Traditional hospitals, on the other hand, have the opposite results in CHI’s demographic analysis. The more hospitals within a five-minute drive, the higher the poverty rate and the lower the income. 

Census tracts close to three or more hospitals have a median household income of $69,000 and a poverty rate of 9 percent compared with a median income of $83,000 and a poverty rate of 8 percent for tracts with no hospital within a five-minute drive. This likely reflects the density of hospitals in central Denver and Aurora, where incomes are lower than many suburbs.

Conclusion

This analysis shows that freestanding emergency departments cluster in high-income areas, where people are more likely to have private insurance and less likely to have Medicaid, which pays lower rates to providers than commercial carriers. Critics would say the finding supports their position that the facilities are positioned to make the most money, and that they are less likely to expand access to medical care for vulnerable populations.

The analysis is consistent with other studies done around the country that show freestanding emergency departments disproportionately located in affluent areas and those with high rates of employer-sponsored insurance.7, 8

Endnotes

1 American College of Emergency Physicians. (2014). “Freestanding Emergency Departments.” https://www.acep.org/Clinical---Practice-Management/Freestanding-Emergency-Departments/#sm.0017tflnjnmefr211hu2mzbxg6k8p.

2 Harish, N.J., et al. “How the Freestanding Emergency Department Boom Can Help Patients.” (2016). NEJM Catalyst, February 18, 2016. https://catalyst.nejm.org/how-the-freestanding-emergency-department-boom-can-help-patients/.

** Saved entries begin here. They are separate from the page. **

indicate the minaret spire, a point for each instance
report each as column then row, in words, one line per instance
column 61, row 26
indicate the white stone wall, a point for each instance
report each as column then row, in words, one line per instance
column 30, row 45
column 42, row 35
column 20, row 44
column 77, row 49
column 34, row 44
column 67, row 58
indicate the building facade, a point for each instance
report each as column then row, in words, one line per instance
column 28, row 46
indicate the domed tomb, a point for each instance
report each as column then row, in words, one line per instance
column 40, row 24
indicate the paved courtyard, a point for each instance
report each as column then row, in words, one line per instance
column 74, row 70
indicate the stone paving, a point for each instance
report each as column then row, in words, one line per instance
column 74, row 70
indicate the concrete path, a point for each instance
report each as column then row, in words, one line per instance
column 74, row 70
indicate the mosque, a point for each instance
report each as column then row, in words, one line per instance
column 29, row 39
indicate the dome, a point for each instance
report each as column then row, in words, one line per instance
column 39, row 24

3 Schurr, J.D., et al. (2017). “Where Do Freestanding Emergency Departments Choose to Locate? A National Inventory and Geographic Analysis in Three States.” Annals of Emergency Medicine. 69(4):383-392.e5. https://scholar.harvard.edu/files/cutler/files/1-s2.0-s0196064416301998-main.pdf.

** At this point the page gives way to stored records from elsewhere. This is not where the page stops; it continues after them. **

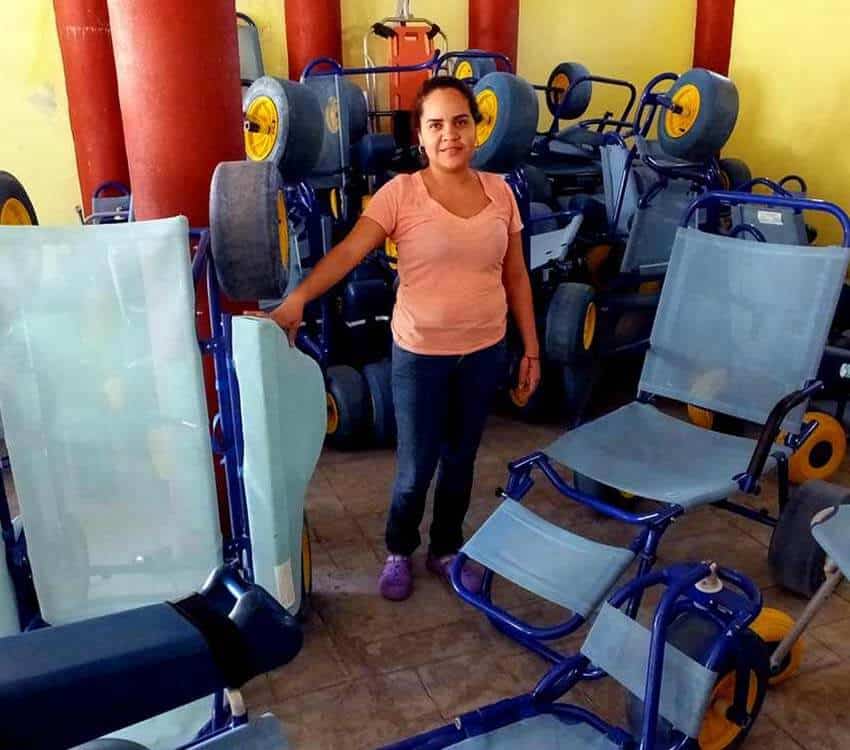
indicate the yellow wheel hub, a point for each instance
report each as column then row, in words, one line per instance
column 333, row 415
column 718, row 731
column 822, row 453
column 464, row 70
column 701, row 417
column 561, row 83
column 262, row 122
column 772, row 625
column 282, row 229
column 679, row 123
column 14, row 213
column 488, row 106
column 589, row 326
column 306, row 558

4 Medicare Payment Advisory Commission. (2017). “Report to the Congress: Medicare and the Health Care Delivery System.” http://www.medpac.gov/docs/default-source/reports/jun17_ch8.pdf?sfvrsn=0.

5 Harish, N.J., et al.

6 Center for Improving Value in Health Care. (2016). “Utilization Spot Analysis: Free Standing Emergency Departments.” http://www.civhc.org/wp-content/uploads/2017/07/Spot-Analysis-FSED-July-2016.pdf.

7 Schurr, J.D., et al. (2017).

8 Medicare Payment Advisory Commission. (2017).